» Nonfiction
I Live in Grandma’s Kitchen
I live in Grandma’s kitchen. The walls are the blue and white she painted them a few years ago. The cabinets have the tiny white knobs I reached for when I learned to walk. Through the window above the deep sink, tonight’s overcast sky creeps its way over the setting sun and into the chilled gray room.
While pouring a bag of beans in a pot to boil, and before I grab a jalapeno and cut an onion in half so that I’m just on the verge of tears, I hear Grandma yell from the living room.
Don’t be dumb, you’re making them wrong. Rinse the beans before you boil.
I stop what I’m doing and rinse them or else she’ll make me keep doing this until I do it the right way.
—
I’m washing the dishes. They’re all perfectly matching, off-white and no chip in sight, except for one plate. It’s brown, bigger than all the rest, and has this sketch of a cottage in winter on the face of it. It’s the only one she will eat off of. It’s covered in the remnants of food that she didn’t end up finishing off with her tortilla. The little cottage’s windows are coated in the marks of beans refried with Manteca. As I rinse off the plate, with the rough side of the small yellow and green sponge, I see the windows open and the snow-covered photo pop amongst the sea of off-white in the silver sink. The dishwasher is full. I bully around the bowls, shift the silverware, and arrange the cups so that I can fit this one last dish in before I pour the detergent and finish off the sink with my pruned fingertips. Scouring for something sweet after dinner, I hear her shout from the pantry.
That’s not how you’re supposed to wash dishes. If you break a plate or my washer, you’re going to pay for it.
I pull out her dish and wash it by hand. It is her favorite.
—
I fill a bucket with Clorox. I feel the bleach burning the insides of my nose as it swims with the tiny bit of hot water and soap. I push all the kitchen chairs into another room, pick up the mat from the sterile grey linoleum and sweep away the red-brown pine needles I tracked in after school with my boots. The mop slushes around in the suds as it prepares to douse the floors. I roll up my jeans to avoid the splash the little gray braids will make when they hit the floor.
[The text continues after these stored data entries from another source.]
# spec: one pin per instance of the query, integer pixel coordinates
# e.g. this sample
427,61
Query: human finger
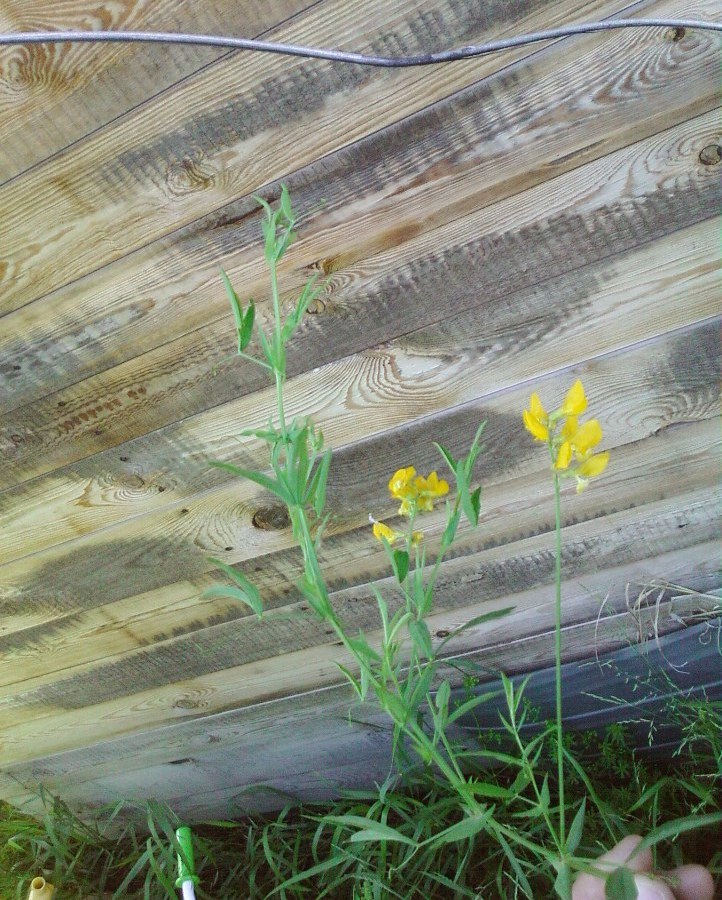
590,887
691,883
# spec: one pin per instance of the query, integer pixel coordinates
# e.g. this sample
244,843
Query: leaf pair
244,320
462,470
242,590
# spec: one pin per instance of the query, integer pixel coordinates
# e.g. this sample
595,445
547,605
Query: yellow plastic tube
40,889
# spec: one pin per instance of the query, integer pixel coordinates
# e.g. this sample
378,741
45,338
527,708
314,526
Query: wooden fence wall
485,228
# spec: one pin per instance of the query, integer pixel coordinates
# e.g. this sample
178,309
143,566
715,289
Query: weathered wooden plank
83,711
172,629
371,192
241,123
517,643
53,95
636,394
620,302
514,245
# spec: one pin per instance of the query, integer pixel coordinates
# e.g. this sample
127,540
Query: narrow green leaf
419,633
450,461
246,332
248,592
620,885
495,791
515,864
381,831
577,828
563,882
400,564
233,297
463,830
321,478
545,795
362,649
286,205
452,525
475,501
259,478
352,680
670,830
267,348
477,620
471,704
442,696
474,451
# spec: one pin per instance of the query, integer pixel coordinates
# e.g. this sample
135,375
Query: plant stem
558,654
279,369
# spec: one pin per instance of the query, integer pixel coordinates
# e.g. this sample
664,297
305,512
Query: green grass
311,851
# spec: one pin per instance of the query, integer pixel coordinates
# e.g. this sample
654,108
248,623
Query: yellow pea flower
569,429
586,437
382,532
536,408
401,483
564,456
594,465
535,427
385,532
570,443
575,402
428,490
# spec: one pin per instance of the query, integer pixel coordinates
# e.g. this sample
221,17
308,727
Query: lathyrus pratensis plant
401,669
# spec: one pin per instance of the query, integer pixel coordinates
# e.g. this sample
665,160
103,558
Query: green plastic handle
185,858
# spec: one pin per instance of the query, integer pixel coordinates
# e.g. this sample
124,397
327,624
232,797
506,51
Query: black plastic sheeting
646,686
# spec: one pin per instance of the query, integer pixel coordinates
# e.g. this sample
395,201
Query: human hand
683,883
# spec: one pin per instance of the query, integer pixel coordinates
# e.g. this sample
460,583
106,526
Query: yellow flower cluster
417,493
571,444
384,532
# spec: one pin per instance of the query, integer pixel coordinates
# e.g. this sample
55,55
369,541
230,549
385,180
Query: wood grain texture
598,211
259,734
172,288
227,133
53,95
210,140
67,714
631,390
364,396
483,230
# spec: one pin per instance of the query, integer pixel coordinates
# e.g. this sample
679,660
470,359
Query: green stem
558,653
279,369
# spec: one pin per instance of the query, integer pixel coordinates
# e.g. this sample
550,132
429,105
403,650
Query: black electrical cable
157,37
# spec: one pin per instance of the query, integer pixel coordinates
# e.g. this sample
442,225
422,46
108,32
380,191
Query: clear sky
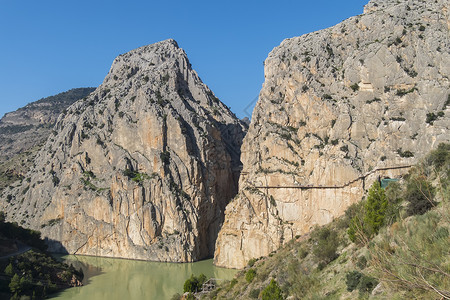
50,46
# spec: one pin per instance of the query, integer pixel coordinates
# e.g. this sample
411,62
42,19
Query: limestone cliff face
142,168
338,108
24,131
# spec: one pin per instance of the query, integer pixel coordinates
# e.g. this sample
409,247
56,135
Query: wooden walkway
306,187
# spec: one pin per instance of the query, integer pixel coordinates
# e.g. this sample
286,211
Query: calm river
111,279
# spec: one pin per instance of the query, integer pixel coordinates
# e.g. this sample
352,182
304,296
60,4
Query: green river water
114,279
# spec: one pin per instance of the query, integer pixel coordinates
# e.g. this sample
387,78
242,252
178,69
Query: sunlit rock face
338,108
142,168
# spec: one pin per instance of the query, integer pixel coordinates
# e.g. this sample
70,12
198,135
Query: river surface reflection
111,279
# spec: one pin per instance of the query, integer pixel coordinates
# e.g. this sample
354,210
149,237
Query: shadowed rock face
142,168
336,107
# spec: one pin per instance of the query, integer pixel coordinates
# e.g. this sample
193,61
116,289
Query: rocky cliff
24,131
338,108
142,168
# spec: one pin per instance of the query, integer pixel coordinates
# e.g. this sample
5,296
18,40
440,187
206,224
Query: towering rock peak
142,168
339,108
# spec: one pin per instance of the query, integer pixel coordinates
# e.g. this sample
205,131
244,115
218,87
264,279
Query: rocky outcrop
24,131
142,168
338,108
31,125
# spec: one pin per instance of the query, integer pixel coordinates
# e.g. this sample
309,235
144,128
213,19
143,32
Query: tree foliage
272,291
376,207
326,242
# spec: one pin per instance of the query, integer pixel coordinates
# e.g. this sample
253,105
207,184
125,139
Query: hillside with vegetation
27,271
394,244
24,131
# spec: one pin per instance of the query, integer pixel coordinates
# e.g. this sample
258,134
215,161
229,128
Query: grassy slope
399,256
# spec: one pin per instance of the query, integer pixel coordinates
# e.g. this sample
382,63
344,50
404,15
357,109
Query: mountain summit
142,168
339,108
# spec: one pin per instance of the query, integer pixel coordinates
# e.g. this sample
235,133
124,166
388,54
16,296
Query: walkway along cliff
142,168
371,93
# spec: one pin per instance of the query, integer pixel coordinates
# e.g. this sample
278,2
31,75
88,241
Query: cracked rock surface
142,168
338,108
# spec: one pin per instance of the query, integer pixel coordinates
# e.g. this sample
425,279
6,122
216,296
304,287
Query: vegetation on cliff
27,271
394,244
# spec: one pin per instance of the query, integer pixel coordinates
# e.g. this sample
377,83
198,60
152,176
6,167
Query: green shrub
431,117
272,292
250,275
325,244
352,280
254,293
165,157
194,284
439,157
419,195
354,87
9,270
375,211
251,262
367,284
361,262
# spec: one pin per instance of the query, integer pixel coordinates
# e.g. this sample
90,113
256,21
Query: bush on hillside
419,195
376,207
325,245
272,292
413,255
194,284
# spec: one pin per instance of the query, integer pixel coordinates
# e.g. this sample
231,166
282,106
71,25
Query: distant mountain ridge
23,132
142,168
34,121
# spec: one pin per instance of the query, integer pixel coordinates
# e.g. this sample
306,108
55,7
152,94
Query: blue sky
47,46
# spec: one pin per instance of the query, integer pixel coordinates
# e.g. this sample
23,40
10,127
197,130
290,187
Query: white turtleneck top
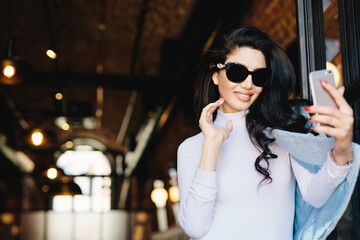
229,203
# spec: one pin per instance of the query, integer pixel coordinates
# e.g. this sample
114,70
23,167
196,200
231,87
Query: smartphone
319,95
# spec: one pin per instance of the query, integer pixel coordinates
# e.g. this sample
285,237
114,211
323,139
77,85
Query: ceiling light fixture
13,69
51,54
37,137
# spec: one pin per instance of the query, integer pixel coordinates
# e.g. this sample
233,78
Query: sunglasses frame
221,66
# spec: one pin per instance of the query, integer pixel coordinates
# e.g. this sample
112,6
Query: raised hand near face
207,127
213,137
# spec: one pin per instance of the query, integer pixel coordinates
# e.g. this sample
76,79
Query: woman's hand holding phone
336,122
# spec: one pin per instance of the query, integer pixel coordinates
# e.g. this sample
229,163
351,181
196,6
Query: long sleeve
317,188
197,193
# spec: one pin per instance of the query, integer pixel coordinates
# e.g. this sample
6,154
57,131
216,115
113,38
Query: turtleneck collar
238,118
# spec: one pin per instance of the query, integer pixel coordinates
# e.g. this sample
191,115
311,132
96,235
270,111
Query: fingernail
323,81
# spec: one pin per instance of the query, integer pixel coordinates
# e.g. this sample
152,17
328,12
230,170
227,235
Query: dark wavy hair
272,108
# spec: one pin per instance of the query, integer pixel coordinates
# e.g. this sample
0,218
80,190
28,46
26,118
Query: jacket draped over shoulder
310,151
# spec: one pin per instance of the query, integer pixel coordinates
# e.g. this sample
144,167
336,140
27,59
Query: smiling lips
243,96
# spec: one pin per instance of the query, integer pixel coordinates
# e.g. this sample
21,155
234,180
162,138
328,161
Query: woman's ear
215,78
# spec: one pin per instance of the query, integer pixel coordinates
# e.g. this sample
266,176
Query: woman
235,181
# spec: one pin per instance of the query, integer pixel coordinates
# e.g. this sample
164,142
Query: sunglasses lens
260,77
236,72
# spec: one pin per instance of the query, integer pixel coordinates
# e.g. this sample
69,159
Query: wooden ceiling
111,49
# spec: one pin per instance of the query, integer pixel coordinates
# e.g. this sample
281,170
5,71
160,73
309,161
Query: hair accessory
237,73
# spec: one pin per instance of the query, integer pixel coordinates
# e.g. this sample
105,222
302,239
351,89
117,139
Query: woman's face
239,96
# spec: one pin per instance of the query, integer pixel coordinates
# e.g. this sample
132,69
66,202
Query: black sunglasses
237,73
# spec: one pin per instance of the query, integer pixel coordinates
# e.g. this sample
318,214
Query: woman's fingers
327,120
211,107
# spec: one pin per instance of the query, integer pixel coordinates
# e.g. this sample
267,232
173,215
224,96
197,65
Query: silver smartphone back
319,94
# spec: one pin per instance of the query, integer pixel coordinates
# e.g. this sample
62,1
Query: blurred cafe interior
96,96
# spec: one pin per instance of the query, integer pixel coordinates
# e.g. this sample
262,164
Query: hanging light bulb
37,137
15,70
52,173
51,54
9,71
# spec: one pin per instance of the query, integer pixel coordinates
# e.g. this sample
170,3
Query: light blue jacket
317,223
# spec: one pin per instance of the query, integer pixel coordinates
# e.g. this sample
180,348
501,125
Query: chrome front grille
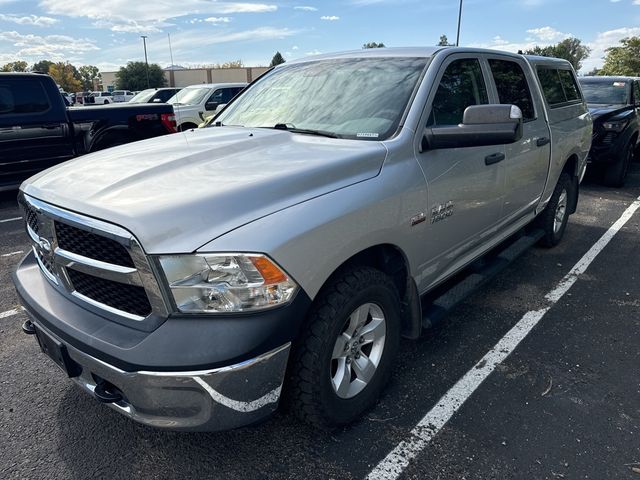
96,262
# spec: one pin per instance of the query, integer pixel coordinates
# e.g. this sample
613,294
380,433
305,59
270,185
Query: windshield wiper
291,128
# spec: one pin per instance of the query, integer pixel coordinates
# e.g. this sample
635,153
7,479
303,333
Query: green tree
42,66
277,59
88,73
623,59
571,49
134,76
18,66
444,41
66,75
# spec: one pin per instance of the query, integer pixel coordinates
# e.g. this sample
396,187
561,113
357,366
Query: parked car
37,130
99,98
121,96
614,103
67,97
191,279
155,95
192,103
80,96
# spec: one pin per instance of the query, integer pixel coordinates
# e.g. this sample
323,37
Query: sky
204,32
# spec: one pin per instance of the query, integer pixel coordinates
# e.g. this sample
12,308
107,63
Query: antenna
177,113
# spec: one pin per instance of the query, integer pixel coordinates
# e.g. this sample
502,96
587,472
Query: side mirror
482,125
211,106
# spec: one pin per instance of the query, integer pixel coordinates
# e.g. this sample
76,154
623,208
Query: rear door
34,133
527,162
464,189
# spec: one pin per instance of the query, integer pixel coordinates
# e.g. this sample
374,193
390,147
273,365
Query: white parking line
392,466
11,254
10,313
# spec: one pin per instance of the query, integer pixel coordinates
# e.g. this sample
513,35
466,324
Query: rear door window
559,86
511,84
461,86
22,96
569,85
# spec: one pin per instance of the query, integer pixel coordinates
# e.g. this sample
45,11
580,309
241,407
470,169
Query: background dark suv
614,103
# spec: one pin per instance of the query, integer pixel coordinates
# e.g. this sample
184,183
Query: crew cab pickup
614,103
37,130
192,280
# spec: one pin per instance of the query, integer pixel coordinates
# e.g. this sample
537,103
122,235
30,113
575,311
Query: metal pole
459,21
146,60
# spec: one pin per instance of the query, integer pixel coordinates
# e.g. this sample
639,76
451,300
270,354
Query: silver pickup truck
192,280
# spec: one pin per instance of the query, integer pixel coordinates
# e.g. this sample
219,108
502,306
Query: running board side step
480,272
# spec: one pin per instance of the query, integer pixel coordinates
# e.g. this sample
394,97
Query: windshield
189,96
361,98
144,96
609,93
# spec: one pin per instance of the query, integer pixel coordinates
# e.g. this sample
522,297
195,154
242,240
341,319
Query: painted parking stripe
392,466
11,254
10,313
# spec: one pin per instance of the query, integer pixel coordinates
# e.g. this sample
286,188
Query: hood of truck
607,111
177,192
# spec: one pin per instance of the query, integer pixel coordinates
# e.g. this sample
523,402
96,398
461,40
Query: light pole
146,61
459,20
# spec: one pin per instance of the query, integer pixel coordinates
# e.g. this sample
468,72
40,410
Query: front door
527,161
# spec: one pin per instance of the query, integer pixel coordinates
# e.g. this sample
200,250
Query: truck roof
607,79
420,52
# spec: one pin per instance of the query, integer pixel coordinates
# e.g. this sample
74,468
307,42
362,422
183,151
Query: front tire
553,220
344,358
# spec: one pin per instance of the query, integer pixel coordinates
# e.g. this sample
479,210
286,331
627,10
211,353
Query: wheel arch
391,260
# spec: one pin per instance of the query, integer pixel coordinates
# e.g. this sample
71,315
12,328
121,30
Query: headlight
615,126
222,283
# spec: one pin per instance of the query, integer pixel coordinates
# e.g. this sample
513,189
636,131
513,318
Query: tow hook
28,328
107,393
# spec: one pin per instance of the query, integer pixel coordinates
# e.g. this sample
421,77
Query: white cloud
52,46
34,20
548,34
218,19
604,40
124,15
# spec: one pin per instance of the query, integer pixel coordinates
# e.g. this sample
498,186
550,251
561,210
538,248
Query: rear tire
616,174
553,220
344,357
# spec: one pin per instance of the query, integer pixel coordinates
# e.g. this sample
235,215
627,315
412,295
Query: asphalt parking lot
564,404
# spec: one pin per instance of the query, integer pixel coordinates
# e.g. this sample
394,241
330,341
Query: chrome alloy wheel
358,350
561,211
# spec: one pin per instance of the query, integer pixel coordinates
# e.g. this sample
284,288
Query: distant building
178,76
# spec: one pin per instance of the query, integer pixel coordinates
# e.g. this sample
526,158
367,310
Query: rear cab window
559,86
23,96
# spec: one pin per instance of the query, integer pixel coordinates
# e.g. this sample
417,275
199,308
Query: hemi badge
417,219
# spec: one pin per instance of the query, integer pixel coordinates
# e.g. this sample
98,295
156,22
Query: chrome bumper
207,400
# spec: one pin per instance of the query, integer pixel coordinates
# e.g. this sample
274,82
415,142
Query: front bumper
208,400
198,375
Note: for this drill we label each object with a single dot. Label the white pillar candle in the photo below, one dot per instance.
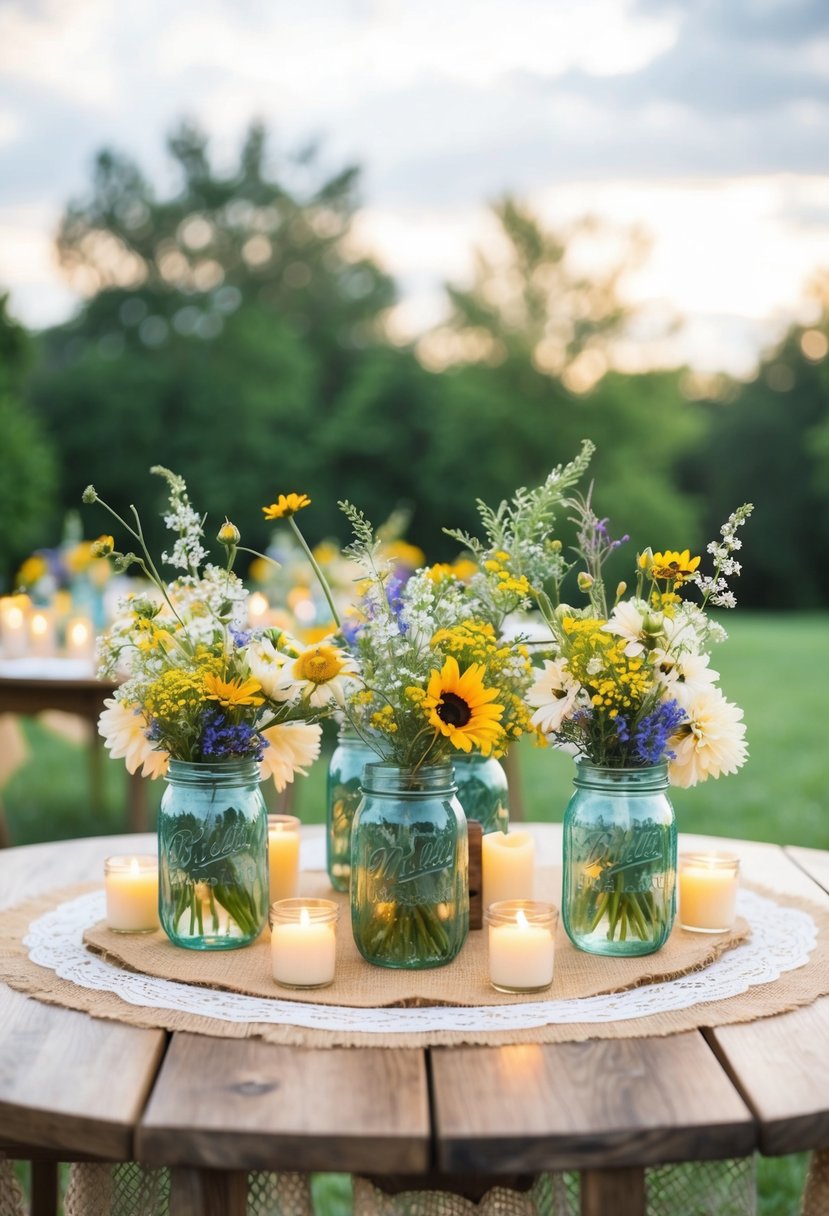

I will feel the warm water underneath my now bare feet and move my way from one corner of the kitchen where the cabinets meet the wall, all the way to the tiny forgotten space where the refrigerator just barely misses touching the ivory-colored baseboard. From the TV room, I hear the sounds of her Mexican soaps go silent.
Stop being lazy. Just scrub the floors on your hands and knees.
I listen because I’m tired.
—
I turn off all the overhead kitchen lights but keep the dim stove-top light on. I rest. The kitchen table is small, tan, and the chairs have no cushions on them. The hard oak starts to hurt if you sit for too long, but it feels better than standing does right now. I sigh and pitter my fingers, reaching for an orange in a basket to squeeze and play with so that I don’t need to think anymore. The hall out of the kitchen is dark, but I can make her figure out, shuffling to bed, dragging her slippers on the dark, plush carpet. With her hands stuffed warmly in her robe, ready for bed, she says.
It was all delicious. Good job, Mijo.
I smile and tell her I love her because… well, because.
—
Now I’m sitting here, and I finally have nothing to do. The food is all done, the dishes are dry, and the floor is sparkling in the tiny bit of light that’s left in the room. I ask her what to do now, but there’s no response because hospice came and took back their oxygen machine, the shelves of her medicine cabinet are free of pills, and a bottle of Chanel is sitting on her vanity unmoved for four years now. Now all I do is live here in her kitchen and wait for her to yell again.